A new study led by the Massachusetts Institute of Technology (MIT) has found that artificial intelligence models of language that excel at predicting the next word in a string of text are surprisingly similar to the human brain, which appears to use next-word prediction to drive language processing. These predictive language models are able to perform tasks that require some degree of genuine understanding, such as question answering, story completion, or document summarization.
Although such computer models were designed to optimize performance in search engines or texting apps, without attempting to mimic human cognition, this new study suggests that their underlying functioning resembles the ways in which language-processing centers in the human brain work.
“The better the model is at predicting the next word, the more closely it fits the human brain,” said study co-author Nancy Kanwisher, a professor of Cognitive Neuroscience at MIT. “It’s amazing that the models fit so well, and it very indirectly suggests that maybe what the human language system is doing is predicting what’s going to happen next.”
The researchers analyzed 43 different language models, including some that were optimized for next-word prediction. By comparing the functioning of these artificial models with neuronal patterns activated when humans listened to stories or read sentences, they discovered that the best-performing next-word prediction models had activity patterns closely resembling those found in human brains.
“We found that the models that predict the neural responses well also tend to best predict human behavior responses, in the form of reading times. And then both of these are explained by the model performance on next-word prediction. This triangle really connects everything together,” explained study first author Martin Schrimpf, an MIT graduate student.
The researchers now plan to build variants of these language processing models that can perform other kinds of tasks, such as the construction of perceptual representations of the physical world.
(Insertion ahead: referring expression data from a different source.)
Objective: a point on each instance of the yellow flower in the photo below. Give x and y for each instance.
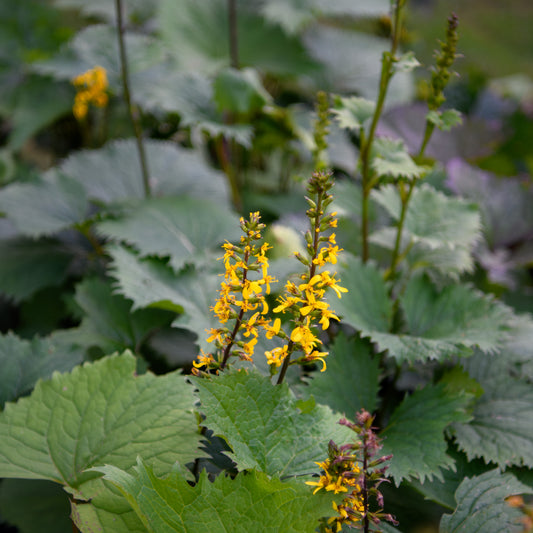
(331, 282)
(286, 303)
(91, 87)
(204, 359)
(273, 330)
(276, 356)
(304, 336)
(318, 356)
“If we’re able to understand what these language models do and how they can connect to models which do things that are more like perceiving and thinking, then that can give us more integrative models of how things work in the brain,” explained study senior author Joshua Tenenbaum.
“This could take us toward better artificial intelligence models, as well as giving us better models of how more of the brain works and how general intelligence emerges, than we’ve had in the past.”
The study is published in the journal Proceedings of the National Academy of Sciences.